Bush’s Reversal of ‘Mexico City Policy’ Was ‘Criminal’ Given HIV/AIDS Epidemic, Op-Ed Says
"In light of the HIV/AIDS pandemic in Africa, what President Bush did as soon as he got to the White House was criminal: He imposed the contentious abortion politics of one narrow domestic constituency upon millions of people in the world's poor countries," Salih Booker writes in a Los Angeles Times op-ed. Booker, executive director of the Africa Fund, the American Committee on Africa and the Africa Policy Information Center, three groups that are merging, writes that Bush's reinstatement of the "Mexico City policy," which restricts U.S. international family planning funds from going to organizations overseas that use their own funds to provide or promote abortion, "will only increase unsafe procedures and the spread of AIDS in poor countries." He adds that Bush's actions "will not reduce abortions because no federal funding supports them anyway." Booker writes that Bush's "true" intention behind the reinstatement was "to advance the agenda of the anti-choice fundamentalists who are among Bush's strongest supporters." Without U.S. funding, "[g]roups providing important health care assistance," such as contraceptives and family planning, "will lose funding," resulting in "a greater demand for abortions" and leading to an "increase in HIV/AIDS infections," Booker writes. He continues, "This callous policy approach to international public health care threatens the very cooperation between rich and poor nations and organizations that desperately needs strengthening if we are to address the major health challenges of the 21st century, especially AIDS."

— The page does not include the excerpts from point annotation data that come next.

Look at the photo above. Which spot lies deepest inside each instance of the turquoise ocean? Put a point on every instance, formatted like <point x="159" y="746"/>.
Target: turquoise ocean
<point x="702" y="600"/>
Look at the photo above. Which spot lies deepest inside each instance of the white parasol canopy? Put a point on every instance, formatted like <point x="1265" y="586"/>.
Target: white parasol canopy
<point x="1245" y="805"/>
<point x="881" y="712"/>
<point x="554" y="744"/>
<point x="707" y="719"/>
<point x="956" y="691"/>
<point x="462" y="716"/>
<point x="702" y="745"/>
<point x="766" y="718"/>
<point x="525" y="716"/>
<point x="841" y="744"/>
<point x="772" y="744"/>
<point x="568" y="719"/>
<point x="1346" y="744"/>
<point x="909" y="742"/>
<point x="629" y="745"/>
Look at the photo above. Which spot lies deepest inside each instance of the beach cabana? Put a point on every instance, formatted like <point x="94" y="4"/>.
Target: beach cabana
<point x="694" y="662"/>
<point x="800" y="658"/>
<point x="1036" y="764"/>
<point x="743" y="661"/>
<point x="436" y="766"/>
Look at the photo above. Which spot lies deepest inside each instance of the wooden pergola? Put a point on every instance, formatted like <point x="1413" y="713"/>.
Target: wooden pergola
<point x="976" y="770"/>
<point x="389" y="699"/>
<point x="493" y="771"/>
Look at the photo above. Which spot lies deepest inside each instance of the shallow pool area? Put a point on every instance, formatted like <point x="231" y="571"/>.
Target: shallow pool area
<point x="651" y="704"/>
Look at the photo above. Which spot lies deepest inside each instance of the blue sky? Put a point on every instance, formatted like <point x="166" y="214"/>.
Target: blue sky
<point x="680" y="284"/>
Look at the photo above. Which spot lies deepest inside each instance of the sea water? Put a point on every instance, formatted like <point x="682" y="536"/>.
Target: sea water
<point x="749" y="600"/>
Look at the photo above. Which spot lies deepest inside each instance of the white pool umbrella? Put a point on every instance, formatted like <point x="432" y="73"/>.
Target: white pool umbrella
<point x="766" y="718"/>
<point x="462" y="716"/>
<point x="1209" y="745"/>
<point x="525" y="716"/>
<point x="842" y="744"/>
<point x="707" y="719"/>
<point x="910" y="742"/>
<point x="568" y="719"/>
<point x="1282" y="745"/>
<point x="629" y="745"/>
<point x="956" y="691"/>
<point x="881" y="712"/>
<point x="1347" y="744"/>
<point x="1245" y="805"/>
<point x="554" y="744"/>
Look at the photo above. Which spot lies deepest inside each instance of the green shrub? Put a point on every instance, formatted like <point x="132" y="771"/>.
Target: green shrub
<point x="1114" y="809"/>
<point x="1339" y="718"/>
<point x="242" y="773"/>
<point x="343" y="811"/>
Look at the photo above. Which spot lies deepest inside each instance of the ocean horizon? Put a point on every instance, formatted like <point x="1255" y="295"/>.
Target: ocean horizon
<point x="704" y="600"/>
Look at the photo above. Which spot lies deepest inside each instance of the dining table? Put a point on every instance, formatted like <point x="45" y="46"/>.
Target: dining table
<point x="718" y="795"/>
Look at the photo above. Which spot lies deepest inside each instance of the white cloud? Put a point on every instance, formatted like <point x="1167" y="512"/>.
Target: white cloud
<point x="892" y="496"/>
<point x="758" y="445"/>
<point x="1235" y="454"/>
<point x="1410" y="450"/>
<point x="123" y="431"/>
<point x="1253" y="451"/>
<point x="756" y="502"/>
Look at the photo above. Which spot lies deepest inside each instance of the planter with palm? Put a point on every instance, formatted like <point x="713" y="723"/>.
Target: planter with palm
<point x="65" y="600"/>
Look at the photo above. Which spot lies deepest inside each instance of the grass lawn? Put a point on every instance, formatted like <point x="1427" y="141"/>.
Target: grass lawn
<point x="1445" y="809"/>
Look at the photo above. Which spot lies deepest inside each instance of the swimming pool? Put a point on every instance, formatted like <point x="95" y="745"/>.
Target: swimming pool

'Anti-African in the Extreme'
Booker also criticizes Bush's initiation of a review of former President Clinton's executive order "that supports African countries' rights to import or produce cheaper generic versions of HIV/AIDS medications still under U.S. patent." Booker states that a reversal of the Clinton order "would be the equivalent of imposing the death penalty on 32.5 million people living with HIV in the developing world." These "first steps" of the Bush administration "lay bare what promise to be major determinants of U.S. policy on global issues under Republican rule: appeasement of the party's hard-line ideologues and the promotion of corporate America's enormous profits over human progress." Booker calls Bush's actions "anti-African in the extreme," in light of the continent's "unprecedented suffering and social destruction caused by the AIDS pandemic." Booker concludes, "There is only cowardice and arrogance in this first act by our new president" (Booker, Los Angeles Times, 2/9).